Laparoscopy as a routine approach for left lateral sectionectomy
Sheng Chang, Alexis Laurent, Claude Tayar et al.|British journal of surgery|2006
Cited by 221

BACKGROUND: Since 1997, the authors have performed laparoscopic left lateral sectionectomy of lesions of the liver in preference to open surgery.

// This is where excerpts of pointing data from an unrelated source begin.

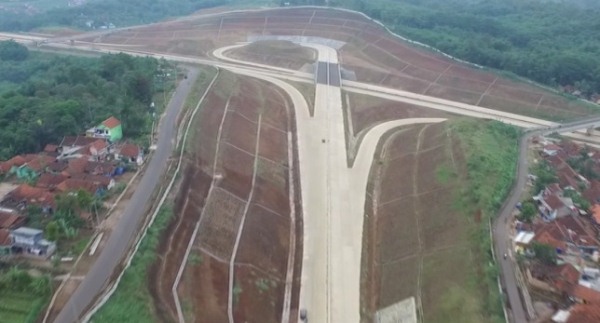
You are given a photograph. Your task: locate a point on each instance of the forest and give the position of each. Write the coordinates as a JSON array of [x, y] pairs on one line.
[[104, 12], [44, 97], [552, 42]]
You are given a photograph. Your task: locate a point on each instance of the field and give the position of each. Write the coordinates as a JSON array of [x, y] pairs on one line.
[[19, 306], [276, 53], [414, 247], [237, 188], [373, 55]]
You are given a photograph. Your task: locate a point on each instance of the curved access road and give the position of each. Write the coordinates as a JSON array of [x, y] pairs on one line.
[[333, 194], [123, 235]]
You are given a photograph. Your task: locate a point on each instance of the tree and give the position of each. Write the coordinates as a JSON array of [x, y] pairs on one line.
[[528, 212], [52, 231], [544, 253]]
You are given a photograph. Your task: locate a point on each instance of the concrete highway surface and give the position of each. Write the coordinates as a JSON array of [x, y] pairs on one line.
[[502, 234], [120, 240], [333, 193]]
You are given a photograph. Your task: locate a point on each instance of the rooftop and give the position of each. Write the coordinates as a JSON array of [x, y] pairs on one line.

The aim of this study was to assess the outcome. METHODS: Between October 1997 and March 2005, 36 laparoscopic left lateral sectionectomies were performed using five trocars and a small incision for specimen retrieval. Liver resection was performed mainly using a harmonic scalpel and staplers. The Pringle manoeuvre was used in 24 patients. RESULTS: The mean patient age was 55.2 (range 31-80) years. Twelve patients had underlying cirrhosis. Surgery was performed for 20 malignant lesions and 16 benign lesions with a mean size of 42.7 (range 5-110) mm. Conversion to laparotomy occurred in one patient. The mean operating time was 171.5 (range 90-240) min. Operatiing time and use of the Pringle manoeuvre were significantly decreased in the second half of the series. Mean blood loss was 208 (range 50-600) ml. No transfusion was required. There were no deaths. Two patients had postoperative complications (one incisional hernia and one pneumonia). The median postoperative stay was 5.2 days. CONCLUSION: The laparoscopic approach to left lateral sectionectomy was safe and feasible in this series and could be considered as a routine approach in selected patients.